Durante su estancia, Coixet exploró barrios emblemáticos como Trastevere y Testaccio, así como lugares icónicos junto al río Tíber. La trama sigue a Marta, interpretada por Alba Rohrwacher, quien tras una ruptura amorosa con el chef Antonio, encarnado por Elio Germano, se sumerge en un viaje de soledad y autodescubrimiento.
La película, descrita por Coixet como una «tragicomedia», aborda temas como el amor, la pérdida y la transformación personal. A través de su historia, se presentan restaurantes y locales que reflejan la pasión de la directora por la gastronomía, como Cambio en Via di San Francesco a Ripa, donde la autora del libro original solía comer.
Otro espacio real es Al Biondo Tevere, un restaurante familiar que, además de ofrecer una vista al río, está adornado con fotos de Pier Paolo Pasolini, quien estuvo presente la noche de su asesinato. En contraste, el restaurante ficticio donde cocina Antonio, Senza Fine, encuentra inspiración en el auténtico Piatto Romano, conocido por sus platos tradicionales.

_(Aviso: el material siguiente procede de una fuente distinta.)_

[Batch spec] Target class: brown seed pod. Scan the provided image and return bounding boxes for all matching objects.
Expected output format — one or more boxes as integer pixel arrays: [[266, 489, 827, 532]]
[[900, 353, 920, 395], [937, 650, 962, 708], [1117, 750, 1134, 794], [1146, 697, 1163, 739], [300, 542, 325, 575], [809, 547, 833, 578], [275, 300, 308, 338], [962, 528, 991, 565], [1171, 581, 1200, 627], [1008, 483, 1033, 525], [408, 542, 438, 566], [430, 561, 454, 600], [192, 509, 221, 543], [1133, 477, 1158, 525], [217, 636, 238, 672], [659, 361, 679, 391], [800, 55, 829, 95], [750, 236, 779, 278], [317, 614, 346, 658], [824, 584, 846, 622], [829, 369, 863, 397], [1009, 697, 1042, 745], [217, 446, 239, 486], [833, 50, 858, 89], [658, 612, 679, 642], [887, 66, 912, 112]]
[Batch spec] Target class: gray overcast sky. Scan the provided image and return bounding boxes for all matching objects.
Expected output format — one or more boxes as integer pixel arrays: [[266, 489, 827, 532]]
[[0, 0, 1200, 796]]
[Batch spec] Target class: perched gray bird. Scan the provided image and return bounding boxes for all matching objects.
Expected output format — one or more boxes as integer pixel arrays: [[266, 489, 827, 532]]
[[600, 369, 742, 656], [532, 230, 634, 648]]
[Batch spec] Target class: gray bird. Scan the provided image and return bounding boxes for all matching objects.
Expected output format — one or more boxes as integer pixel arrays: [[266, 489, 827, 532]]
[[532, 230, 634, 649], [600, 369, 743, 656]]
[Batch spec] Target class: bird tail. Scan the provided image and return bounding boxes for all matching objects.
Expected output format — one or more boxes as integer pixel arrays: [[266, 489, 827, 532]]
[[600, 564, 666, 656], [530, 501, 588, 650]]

El barrio de Trastevere es el verdadero protagonista en términos de localización, donde Marta vive y se desplaza en bicicleta, mostrando la vida cotidiana del distrito. Secuencias como su paseo por Piazza Mastai y encuentros en cafés locales ofrecen una imagen auténtica de la vida en esta parte de Roma.
Aparte de Trastevere, la película también incluye locaciones como Isola Tiberina, escenario de una intensa reunión entre los personajes, y el Museo Centrale Montemartini, un museo arqueológico que alberga tesoros de la época romana. Para concluir, la Antica Libreria Cascianelli, una de las librerías más antiguas de Roma, se presenta como un refugio para coleccionistas y un símbolo de la rica historia cultural de la ciudad.